During a Today Show segment last week promoting the 25th Anniversary Rainforest Fund Benefit Concert in NYC, Sting, alongside his wife Trudie Styler, was asked his opinion on the state of the rainforest given the more than two decades the couple has been working to protect indigenous populations and stop deforestation: Is it getting better? Worse? About the same?
In the half second before his response, one had the tiniest speck of hope that, because this is Sting; because he and Styler founded the Rainforest Fund circa 1989, raising in excess of $35 million on its behalf; and because the philanthropic celebrity power couple has an endless list of influential, wealthy, top of the pyramid connections most common folk can only dream about, his answer might be, perhaps something other than what the U.N. and Intergovernmental Panel on Climate Change (IPCC) are all currently reporting.
But in Sting’s view: “It’s getting worse. We have small projects that grow but that’s all we can do – slow the rate.” Total heart sink. Send out an S.O.S. because that nugget of truth, particularly from you Sting, is crushing.
Yet Styler, prior to this somber reality check, eloquently stated: “Sting famously wrote a song called One World, and I think people think the Rainforest are so far away and the indigenous inhabitants, ‘what has that got to do with us?’ but we’re a global family, we’re a global community.

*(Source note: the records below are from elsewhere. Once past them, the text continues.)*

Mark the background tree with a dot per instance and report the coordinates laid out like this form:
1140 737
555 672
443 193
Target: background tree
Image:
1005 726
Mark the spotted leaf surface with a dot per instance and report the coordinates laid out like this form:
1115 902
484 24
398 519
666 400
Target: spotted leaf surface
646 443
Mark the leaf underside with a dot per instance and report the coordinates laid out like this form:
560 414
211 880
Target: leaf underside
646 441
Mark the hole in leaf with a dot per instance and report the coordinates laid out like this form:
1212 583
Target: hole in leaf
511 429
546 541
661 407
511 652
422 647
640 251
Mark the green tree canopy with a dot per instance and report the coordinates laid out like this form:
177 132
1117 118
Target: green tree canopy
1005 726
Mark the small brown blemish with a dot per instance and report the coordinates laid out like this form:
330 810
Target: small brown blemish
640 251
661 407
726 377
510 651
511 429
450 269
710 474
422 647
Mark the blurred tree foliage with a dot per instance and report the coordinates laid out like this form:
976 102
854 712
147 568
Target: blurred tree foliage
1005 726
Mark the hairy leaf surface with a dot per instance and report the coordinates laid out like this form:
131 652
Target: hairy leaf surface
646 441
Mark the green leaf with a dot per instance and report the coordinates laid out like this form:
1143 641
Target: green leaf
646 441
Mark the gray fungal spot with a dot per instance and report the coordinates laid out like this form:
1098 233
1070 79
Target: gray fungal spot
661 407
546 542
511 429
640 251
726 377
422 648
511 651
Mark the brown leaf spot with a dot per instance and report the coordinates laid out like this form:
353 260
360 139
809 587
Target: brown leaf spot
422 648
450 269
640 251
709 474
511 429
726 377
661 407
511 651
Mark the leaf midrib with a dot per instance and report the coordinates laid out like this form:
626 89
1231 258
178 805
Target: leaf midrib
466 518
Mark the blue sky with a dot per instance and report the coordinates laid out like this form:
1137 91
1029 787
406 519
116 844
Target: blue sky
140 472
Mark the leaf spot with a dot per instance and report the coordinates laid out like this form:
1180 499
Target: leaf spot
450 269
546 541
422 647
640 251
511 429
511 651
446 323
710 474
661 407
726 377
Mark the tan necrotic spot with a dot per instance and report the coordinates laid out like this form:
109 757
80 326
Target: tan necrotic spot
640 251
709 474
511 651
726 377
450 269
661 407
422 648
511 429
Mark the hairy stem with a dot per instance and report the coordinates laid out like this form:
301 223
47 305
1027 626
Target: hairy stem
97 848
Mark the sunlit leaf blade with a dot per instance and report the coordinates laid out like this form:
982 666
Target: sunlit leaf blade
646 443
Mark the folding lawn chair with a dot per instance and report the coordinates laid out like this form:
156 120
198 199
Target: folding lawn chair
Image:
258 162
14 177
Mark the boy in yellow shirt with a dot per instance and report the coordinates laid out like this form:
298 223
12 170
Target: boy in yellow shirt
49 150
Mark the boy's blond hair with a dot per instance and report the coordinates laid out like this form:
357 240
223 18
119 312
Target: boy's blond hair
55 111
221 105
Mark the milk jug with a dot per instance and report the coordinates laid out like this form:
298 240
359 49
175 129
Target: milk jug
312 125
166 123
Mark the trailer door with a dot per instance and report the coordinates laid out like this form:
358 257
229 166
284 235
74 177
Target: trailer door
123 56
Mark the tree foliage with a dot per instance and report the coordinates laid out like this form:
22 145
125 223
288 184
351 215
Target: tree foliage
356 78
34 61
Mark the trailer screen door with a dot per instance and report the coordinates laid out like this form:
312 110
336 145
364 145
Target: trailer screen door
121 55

We all share this planet and this planet we do need to protect.”
Which is to say, even if you won’t be in the audience at Carnegie Hall this evening, where the actress and her legendary pop star husband, will be joined on stage by Paul Simon, James Taylor, Dionne Warwick, Ivy Levan – as well as a trumpeter, Chris Botti, and an opera singer, Renée Fleming, it’s OK.
Simply put down that leather satchel and all-beef patty with special sauce (deforestation is often a supply and demand response to the need to raise cattle for international consumerism) and plant a seed this upcoming Earth Day instead.
From Slash & Burn to Rainforest Hero
However sometimes planting a single seed or sapling can feel like small potatoes in comparison to say, tonight’s star-studded REVLON Rainforest Fund Benefit Concert. But, then again, you might not have heard the story Reynaldo Ochoa, a sustainable farmer in the Manu region of the Amazon.
Ochoa, who once practiced the ‘slash and burn’ farming method common throughout his native Peru, is the subject of the 2013 award-winning short film, “Reynaldo – Rainforest Hero”, directed by Dan Childs and Nick Werber, in partnership with the Crees Foundation.
For the past 20-years, in the middle of the Amazon, Ochoa has been transforming his family farm into the gold star of sustainability, self-sufficiency and agroforestry:
“Using waste from his chickens to feed algae, which feeds the fish in his pond, the water from which he uses to fertilize his land, which is intercropped with trees, vegetables and fruit in a give-and-take cycle familiar to any farmer or gardener trying to work with the laws of nature.” -Mother Earth News
And, with the continued support of the Crees Foundation, Ochoa regularly travels to communities throughout his region promoting, sharing and teaching the business of how to balance organic, sustainable techniques with the permaculture of the native soil. It’s an incredible feat.
Perhaps most stunning, is how the cinematography captured Ochoa’s tenderness with the tree seedlings, each of which he individually cultivates until they are mature enough to transplant into deeper soil. It is this moment that unleashes the true power of the film because to-date, Ochoa has grown and planted more than 30,000 trees. Yes, 30,000+.
So in the spirit of tonight’s Rainforest Fund Benefit Concert, the Earth Day celebrations that will take place in 190 countries throughout the world next Tuesday, and the ongoing efforts of one Reynaldo Ochoa, take some time out this weekend (or next) to care for that sweet patch of earth you call home.
You may never be a pop icon, a film star, or the subject of a short-film, but your seed will still grow into a tree just like the rest of them.